With respect to post procedure complications, no significant differences were noted comparing LPC usage in hospital or up to 1 week post-operatively. Given the heterogeneity of the study subjects as detailed in Table 1, the relative safety profile exhibited with LPC in this study would indicate that LPC is a safe addition to the pain management protocol of children undergoing gastrostomy placement at other facilities and may serve as a useful alternative to narcotics.
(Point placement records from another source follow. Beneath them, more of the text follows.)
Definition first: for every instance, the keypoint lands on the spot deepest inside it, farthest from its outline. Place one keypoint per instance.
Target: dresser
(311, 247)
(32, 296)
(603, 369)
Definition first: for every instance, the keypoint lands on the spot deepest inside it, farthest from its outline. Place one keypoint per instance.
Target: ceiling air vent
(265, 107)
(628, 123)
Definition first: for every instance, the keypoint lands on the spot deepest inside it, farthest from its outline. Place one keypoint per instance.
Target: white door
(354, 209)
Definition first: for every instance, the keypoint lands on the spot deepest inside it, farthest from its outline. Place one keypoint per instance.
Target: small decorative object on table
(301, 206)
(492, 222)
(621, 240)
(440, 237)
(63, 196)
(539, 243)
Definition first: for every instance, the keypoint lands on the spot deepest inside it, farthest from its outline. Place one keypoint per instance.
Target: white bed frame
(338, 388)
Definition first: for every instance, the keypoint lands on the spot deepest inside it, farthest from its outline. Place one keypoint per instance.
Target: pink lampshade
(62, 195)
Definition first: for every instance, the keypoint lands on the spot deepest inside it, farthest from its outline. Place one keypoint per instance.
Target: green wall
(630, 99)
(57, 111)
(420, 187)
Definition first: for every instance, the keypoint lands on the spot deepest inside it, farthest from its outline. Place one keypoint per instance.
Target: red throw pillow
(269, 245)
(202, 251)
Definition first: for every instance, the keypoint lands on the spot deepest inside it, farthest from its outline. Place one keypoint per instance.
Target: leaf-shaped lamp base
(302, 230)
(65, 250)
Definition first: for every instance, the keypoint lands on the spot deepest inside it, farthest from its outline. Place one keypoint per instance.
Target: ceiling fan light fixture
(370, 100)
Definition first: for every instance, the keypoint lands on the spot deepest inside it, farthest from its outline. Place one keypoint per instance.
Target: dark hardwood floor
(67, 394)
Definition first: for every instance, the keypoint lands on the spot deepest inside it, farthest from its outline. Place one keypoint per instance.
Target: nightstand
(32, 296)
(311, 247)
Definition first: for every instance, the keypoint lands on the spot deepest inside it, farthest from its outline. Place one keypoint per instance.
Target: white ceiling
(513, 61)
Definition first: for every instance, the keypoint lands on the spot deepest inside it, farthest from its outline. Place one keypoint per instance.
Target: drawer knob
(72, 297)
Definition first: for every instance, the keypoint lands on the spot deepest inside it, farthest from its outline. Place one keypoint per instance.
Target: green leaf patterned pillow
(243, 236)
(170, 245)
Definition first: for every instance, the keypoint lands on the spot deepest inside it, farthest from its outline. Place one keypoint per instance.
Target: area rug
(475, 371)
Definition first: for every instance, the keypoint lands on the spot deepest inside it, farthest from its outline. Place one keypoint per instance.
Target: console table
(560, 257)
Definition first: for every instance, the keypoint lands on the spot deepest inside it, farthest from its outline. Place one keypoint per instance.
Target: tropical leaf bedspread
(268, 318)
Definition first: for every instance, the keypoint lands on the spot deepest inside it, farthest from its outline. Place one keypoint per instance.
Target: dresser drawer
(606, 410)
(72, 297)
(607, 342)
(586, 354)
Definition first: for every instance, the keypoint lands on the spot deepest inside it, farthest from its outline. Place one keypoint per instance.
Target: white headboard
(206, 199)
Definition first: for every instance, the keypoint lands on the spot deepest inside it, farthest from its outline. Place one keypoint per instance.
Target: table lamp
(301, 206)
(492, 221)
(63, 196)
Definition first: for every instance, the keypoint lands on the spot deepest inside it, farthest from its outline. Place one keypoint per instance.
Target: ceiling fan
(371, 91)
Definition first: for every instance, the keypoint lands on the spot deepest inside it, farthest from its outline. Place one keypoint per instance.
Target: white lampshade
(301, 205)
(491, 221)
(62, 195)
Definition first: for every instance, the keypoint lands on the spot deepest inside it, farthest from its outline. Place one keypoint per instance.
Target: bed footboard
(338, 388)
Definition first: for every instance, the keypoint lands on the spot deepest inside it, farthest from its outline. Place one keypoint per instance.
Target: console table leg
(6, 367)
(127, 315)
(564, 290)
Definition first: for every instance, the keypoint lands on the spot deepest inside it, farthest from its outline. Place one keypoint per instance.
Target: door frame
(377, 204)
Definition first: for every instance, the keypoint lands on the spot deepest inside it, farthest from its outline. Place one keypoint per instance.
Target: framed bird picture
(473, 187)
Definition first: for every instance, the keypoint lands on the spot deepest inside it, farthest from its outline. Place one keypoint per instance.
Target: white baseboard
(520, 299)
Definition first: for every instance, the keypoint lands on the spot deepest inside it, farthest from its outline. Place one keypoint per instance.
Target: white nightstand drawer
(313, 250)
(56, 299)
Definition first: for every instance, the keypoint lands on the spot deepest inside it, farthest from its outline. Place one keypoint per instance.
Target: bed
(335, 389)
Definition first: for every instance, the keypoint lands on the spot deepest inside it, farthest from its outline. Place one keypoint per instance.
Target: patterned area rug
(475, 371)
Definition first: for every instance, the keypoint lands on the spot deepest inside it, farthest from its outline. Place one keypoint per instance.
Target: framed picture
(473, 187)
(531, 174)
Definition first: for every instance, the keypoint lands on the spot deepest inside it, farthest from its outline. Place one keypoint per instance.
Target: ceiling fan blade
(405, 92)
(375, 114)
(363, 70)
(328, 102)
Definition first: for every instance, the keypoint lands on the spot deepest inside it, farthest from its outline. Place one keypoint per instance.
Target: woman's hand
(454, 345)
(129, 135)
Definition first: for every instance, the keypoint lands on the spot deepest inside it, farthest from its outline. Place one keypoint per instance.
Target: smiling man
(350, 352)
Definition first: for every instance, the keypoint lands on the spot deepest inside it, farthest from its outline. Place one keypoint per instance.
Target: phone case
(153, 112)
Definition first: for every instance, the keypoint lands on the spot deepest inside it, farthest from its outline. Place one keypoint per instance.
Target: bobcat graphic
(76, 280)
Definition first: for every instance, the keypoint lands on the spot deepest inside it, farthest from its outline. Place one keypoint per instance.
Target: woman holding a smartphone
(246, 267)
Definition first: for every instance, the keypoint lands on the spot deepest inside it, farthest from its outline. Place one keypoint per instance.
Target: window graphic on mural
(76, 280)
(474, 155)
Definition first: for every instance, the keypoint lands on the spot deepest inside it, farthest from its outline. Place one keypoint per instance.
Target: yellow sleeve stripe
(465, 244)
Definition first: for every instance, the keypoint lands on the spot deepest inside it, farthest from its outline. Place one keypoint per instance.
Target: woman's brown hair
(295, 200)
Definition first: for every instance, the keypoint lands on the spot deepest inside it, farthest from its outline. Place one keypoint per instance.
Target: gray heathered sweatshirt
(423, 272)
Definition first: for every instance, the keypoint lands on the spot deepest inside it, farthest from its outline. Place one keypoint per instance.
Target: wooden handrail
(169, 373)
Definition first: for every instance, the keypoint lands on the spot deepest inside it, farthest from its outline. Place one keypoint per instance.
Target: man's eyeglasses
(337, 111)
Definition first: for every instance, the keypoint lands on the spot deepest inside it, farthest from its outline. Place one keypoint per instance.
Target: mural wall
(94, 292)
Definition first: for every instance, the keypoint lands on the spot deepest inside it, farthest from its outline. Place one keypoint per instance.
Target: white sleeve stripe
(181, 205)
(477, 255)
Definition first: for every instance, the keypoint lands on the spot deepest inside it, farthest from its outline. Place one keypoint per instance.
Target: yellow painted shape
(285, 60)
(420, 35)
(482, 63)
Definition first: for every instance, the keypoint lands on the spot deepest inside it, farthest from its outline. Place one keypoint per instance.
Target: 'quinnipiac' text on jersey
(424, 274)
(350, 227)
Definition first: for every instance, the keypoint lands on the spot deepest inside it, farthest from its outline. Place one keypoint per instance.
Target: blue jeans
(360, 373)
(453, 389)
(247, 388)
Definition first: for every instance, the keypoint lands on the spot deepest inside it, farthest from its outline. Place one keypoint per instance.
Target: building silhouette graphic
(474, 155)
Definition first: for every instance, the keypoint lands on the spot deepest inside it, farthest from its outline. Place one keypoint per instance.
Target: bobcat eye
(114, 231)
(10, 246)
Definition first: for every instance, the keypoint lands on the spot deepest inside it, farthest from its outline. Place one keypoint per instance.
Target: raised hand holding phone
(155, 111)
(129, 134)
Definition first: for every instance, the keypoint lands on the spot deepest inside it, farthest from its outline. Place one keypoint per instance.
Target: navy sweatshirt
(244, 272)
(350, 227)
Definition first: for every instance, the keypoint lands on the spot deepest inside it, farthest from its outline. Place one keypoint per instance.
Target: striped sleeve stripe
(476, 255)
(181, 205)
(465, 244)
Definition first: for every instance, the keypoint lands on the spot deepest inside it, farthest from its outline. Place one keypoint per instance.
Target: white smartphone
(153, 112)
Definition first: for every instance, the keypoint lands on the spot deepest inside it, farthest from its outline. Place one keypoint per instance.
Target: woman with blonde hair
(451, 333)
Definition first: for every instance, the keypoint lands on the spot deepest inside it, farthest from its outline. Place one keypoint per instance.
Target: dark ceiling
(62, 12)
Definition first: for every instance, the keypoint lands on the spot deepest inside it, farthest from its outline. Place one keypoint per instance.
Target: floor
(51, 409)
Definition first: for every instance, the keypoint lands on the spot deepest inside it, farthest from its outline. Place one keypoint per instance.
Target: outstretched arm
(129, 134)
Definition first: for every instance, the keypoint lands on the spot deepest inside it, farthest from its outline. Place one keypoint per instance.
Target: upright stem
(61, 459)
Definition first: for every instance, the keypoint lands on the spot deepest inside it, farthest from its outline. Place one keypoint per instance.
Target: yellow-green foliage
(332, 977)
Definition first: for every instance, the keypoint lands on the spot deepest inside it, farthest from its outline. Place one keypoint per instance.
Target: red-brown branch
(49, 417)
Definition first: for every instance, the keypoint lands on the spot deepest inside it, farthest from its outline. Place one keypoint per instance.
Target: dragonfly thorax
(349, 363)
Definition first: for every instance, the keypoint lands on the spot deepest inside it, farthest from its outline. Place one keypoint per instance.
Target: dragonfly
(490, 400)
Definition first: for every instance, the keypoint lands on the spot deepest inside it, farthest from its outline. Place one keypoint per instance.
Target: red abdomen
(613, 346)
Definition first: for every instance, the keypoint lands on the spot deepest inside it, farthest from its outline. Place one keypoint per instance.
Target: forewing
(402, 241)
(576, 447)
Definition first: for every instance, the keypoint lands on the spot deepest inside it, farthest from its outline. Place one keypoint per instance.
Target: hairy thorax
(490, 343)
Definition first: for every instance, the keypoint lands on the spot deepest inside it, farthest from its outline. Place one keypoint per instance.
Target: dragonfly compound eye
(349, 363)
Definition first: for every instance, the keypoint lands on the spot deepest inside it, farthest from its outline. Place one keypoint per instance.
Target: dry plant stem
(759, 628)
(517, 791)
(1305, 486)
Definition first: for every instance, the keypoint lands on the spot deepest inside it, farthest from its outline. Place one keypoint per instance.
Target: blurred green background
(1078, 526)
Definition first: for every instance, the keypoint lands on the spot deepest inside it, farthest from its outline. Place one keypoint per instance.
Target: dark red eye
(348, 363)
Finally, the opiate abuse epidemic is a well-known phenomenon that has begun to surface within the pediatric population. A call for alternative pain management therapies to decrease the use of narcotics given the habituation potential has been made, and, as gastroenterologists, our team seeks to lead the charge within the field. While this approach seems to serve the appropriate moral and medically ethical solution for postoperative pain management in children, we concede that institutional change can be difficult and is oftentimes weighed against the cost of culture change. As evidence by our study, not only can LPC confer superior pain management compared to narcotics, the shorter length of stay can verifiably reduce the cost of hospitalizations even when adjusting for similar length of stay, as previously evidenced by Uchiyama et al (24). This indicates that patients requiring LPC required less cost compared to those without. In the future, this could serve as the lead point for introducing LPC into the care plan of new postoperative patients in other facilities for other indications.

Limitations

Although the greatest strength of a retrospective study design is the ability to establish associative relationships among identified variables, we are unable to attribute direct cause-andeffect linkages without prospective studies that validate these observations. Human errors during chart review and data collection are unavoidable and may distort data analysis. However, our use of random chart review audits should have minimized this effect. The use of patient driven pain assessment, scoring or surveys using Likert scales may provide an additional, clinically relevant end point for future studies to elucidate the true effect of LPC cream on pain management for gastrostomy procedures. Additionally, it is possible that patient complexity or severity of disease may have prolonged hospital stays which cannot be objectively quantified in this study. These variables may have affected data extrapolation, thus interpretations of cost should be made with caution. Finally, the relatively small study size may limit the generalizability of our results.

Conclusion

Our study is the first to characterize the effectiveness of LPC cream in the management of post-operative pain following PEG or GP in pediatric patients. Our team demonstrated that patients with LPC cream, regardless of gastrostomy technique employed required fewer morphine doses and a shorter hospital stay. Future prospective investigations will confirm the safety profile of LPC on gastrostomy sites in the post-operative period and will aid in the determination of whether LPC applications for longer periods can improve pain control.